What Is LlamaIndex? Exploring the World of LLM Orchestration Frameworks

8 min readNov 6


by Bill McLane

Image: Unsplash

With the rapid integration of generative AI into the application development process we are seeing an increasing need to be able to integrate our own private data with public data that is being used to train large language models (LLMs). The challenge this presents is that most private data is unstructured, siloed, and not in a format that can be readily accessible by LLMs.

In a recent webinar on Large Language Models for the Enterprise, we explored how LLMs can be used for applications beyond ChatGPT and how private data needs to be used to augment the public data that generally available LLMs are trained on. This is where solutions like LlamaIndex come into play as they provide an orchestration framework for building LLM apps using built-in tools to ingest and query private data.

Come with us and see how LlamaIndex can be used as a framework for data integration, data organization, and data retrieval for all your private data generative AI needs.

What is LlamaIndex?

As stated earlier, LlamaIndex is an orchestration framework or “data framework” that simplifies building LLM applications. It provides the ability to perform data augmentation of private data, enabling it to be incorporated into LLMs for knowledge generation and reasoning.

At the heart of all generative AI functionality is data. Enterprise applications need to be able to access more than just the public data that LLMs are trained on and need to incorporate structured, unstructured, and semi-structured data from all their internal and external data sources for building applications.

It is this integration of data the LlamaIndex provides. Bringing in data from multiple unique sources. Embedding that data as vectors. Storing that newly vectorized data in a vector database. Ultimately, allowing for that data to be used by applications to perform complex operations with low latency response times like vector search.

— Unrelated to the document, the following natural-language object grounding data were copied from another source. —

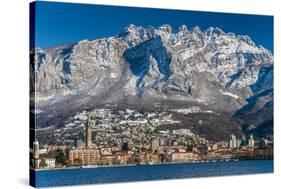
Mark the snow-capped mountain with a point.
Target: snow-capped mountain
(221, 71)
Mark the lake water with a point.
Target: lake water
(149, 172)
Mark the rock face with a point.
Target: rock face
(222, 71)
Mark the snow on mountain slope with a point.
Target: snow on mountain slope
(211, 67)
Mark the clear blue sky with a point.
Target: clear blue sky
(62, 23)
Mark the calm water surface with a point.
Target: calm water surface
(150, 172)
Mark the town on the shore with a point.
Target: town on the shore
(128, 137)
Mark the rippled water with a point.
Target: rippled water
(150, 172)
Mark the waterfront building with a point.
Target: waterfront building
(238, 143)
(84, 156)
(232, 142)
(36, 149)
(251, 142)
(50, 162)
(183, 156)
(155, 144)
(43, 151)
(89, 131)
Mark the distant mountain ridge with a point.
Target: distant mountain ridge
(221, 71)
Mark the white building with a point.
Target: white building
(43, 151)
(233, 142)
(251, 142)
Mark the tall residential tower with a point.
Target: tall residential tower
(89, 131)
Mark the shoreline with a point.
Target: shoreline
(144, 164)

  • Simplified data ingestion connecting existing data sources like API’s, PDF’s, SQL, NoSQL, documents, etc. for use with LLM applications.
  • Natively store and index private data for use across different application use cases, with native integration with downstream vector store/vector databases.
  • Built-in query interface, providing the ability to return knowledge-augmented responses from input prompts on your data.

Use Cases

  • Building natural language chatbots that provide real-time interaction with your product documentation for natural customer engagement.
  • Building cognitively aware knowledge agents that can respond to changing decision trees based on a constantly growing knowledge basis.
  • Interact with large volumes of structured data using natural language and human interaction.
  • Augment public data with private knowledge corpus providing application-specific engagement.

How does LlamaIndex work?

LlamaIndex, formerly known as GPT Index, is a framework that provides the tools needed to manage the end-to-end lifecycle for building LLM-based applications. The challenge with building LLM-based applications is that they need data, typically from multiple different sources, and unless there is strong adherence to a common data representation the data required is in many different formats, some highly structured, some unstructured, and some in between.

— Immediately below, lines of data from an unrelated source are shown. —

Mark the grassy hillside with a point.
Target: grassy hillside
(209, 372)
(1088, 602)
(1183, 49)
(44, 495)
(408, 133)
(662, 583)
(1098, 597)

That is where LlamaIndex provides the toolbox to unlock this data with tools for data ingestion and data indexing. Once ingested and indexed, retrieval augmented generation (RAG) applications can use the LlamaIndex query interface for accessing that data and powering LLMs.


LlamaIndex has hundreds of data loaders that provide the ability to connect custom data sources to LLMs. It connects pre-built solutions like Airtable, Jira, Salesforce and more to generic plugins for loading data from files, JSON documents, simple csv, and unstructured data.

A complete list of data loaders can be found on the Llama Hub.


Once data is ingested, it needs to be mathematically represented so that it can be easily queried by an LLM. With LlamaIndex, an index simply provides the ability to represent data mathematically in multiple different dimensions. Indexing data isn’t a new concept however with machine learning, we can expand the granularity of indexing from one or two dimensions (key/value representation for example) to hundreds or thousands of dimensions.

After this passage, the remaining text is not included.